Any time we try to work more than 6 days a week, we try to be bigger than God as well as bigger than our own human selves.
It’s a sign to a watching world
Quite early in the biblical story, God commands the Sabbath to the nation of Israel specifically to maintain a sense of a unique national identity towards their neighbor, Babylon.
If we think about this, if Yahweh is a God who rests, then Israel’s act of resting on the seventh day was meant to demonstrate to the Babylonian nation what the Jewish God was like.
This is corroborated by a reading of the Babylonian creation account — the Enuma Elish — where Babylonians saw themselves as created to serve taskmaster gods. When the Israelites rested instead of endlessly working, they were demonstrating something about Yahweh — he desires rest, not striving, and partnership, not servitude — directly in contrast with the Babyonian understanding of their gods.
In short, Sabbath was an act of prophetic witness. And, I would argue, it still is.
Instead of a Babylonian pantheon of gods, we live in a culture that worships money and success. As followers of Jesus, we are invited to be a people of deep joy, rest, trust, and delight — free from the addiction to productivity and performance!
I feel a deep challenge by this — does my life model a deep rest and joy and trust in God?
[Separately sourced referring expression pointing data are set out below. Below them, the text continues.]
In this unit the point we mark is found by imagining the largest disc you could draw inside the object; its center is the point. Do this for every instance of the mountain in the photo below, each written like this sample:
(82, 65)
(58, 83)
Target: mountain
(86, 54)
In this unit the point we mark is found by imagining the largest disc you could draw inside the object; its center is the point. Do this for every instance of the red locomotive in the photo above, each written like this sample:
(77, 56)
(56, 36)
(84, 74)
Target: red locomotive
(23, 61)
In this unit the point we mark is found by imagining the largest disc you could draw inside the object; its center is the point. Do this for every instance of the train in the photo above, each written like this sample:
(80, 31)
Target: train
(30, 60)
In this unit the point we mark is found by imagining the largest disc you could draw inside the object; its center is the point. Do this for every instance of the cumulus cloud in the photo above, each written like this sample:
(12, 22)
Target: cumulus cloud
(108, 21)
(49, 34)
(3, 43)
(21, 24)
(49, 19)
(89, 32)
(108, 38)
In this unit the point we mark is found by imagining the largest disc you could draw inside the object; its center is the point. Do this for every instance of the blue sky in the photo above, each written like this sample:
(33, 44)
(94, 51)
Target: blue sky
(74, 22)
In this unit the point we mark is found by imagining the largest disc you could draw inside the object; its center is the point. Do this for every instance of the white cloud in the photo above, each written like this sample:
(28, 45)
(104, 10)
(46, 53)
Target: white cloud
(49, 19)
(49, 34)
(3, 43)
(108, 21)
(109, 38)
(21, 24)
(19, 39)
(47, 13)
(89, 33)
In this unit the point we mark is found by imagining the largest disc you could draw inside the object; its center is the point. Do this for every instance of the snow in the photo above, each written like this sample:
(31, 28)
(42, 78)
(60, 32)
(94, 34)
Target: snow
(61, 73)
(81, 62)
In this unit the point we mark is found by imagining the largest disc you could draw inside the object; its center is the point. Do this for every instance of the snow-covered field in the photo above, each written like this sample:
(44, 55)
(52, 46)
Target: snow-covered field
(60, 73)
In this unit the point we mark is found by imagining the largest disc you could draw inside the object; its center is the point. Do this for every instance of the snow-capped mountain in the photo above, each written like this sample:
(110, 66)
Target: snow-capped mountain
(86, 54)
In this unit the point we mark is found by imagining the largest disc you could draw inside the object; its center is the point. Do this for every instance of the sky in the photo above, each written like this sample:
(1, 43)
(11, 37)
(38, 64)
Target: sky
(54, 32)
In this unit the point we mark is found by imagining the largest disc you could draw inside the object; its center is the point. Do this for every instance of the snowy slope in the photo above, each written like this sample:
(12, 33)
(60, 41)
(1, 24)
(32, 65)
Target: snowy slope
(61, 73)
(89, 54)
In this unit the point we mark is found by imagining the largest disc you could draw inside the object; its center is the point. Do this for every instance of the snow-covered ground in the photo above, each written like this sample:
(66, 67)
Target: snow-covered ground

Or am I overburdened by the responsibilities of life?
We learn to trust God more
Sabbath-keeping is ultimately an act of practicing trust in God — that our productivity is up to God and not our human effort.
Sabbath is not meant to make us more productive. Some argue that those who keep Sabbath get more done on the other six days and, while that may be true, I just don’t think that’s reason enough to Sabbath. This view commodifies time and ties our identity to our output — the very things Sabbath is meant to protect us against. When we Sabbath we to learn how to trust God with the outcomes. Sabbath is not a trend or a hack to make us more productive. It’s meant to help us engage in the lifelong work of discipleship and spiritual transformation.
It prepares us for the age to come
Every time we Sabbath, we are experiencing a little piece of heaven on earth. This is a lot of what the author of Hebrews means when he says that “a Sabbath rest still remains for the people of God.”
Space would fail me to do a full exegetical breakdown of Hebrews 4 — perhaps another week — but the author compares Sabbath rest to the Promised Land in the biblical story. The Promised Land points to the new creation — heaven — and so when we practice Sabbath, we are practicing for what life will look like in heaven. We are practicing the delight, joy, feasting, and rest that will mark the age to come.
The author of Hebrews is not mandating the Jewish Sabbath as a 24-hour period from Friday evening to Saturday evening on early Jesus followers, but he is mandating the principle of learning how to experience a foretaste of heaven now. Sabbath meant to be a weekly image of the age of the come — and age where striving will cease, feasting will abound, and every longing in our hearts will be fulfilled.
And to carry the argument of Hebrews further, this practice can become a way that we become new creation people today. A people who know how to practice rest, delight, and deep joy.
So, how can you make space to take a break this week?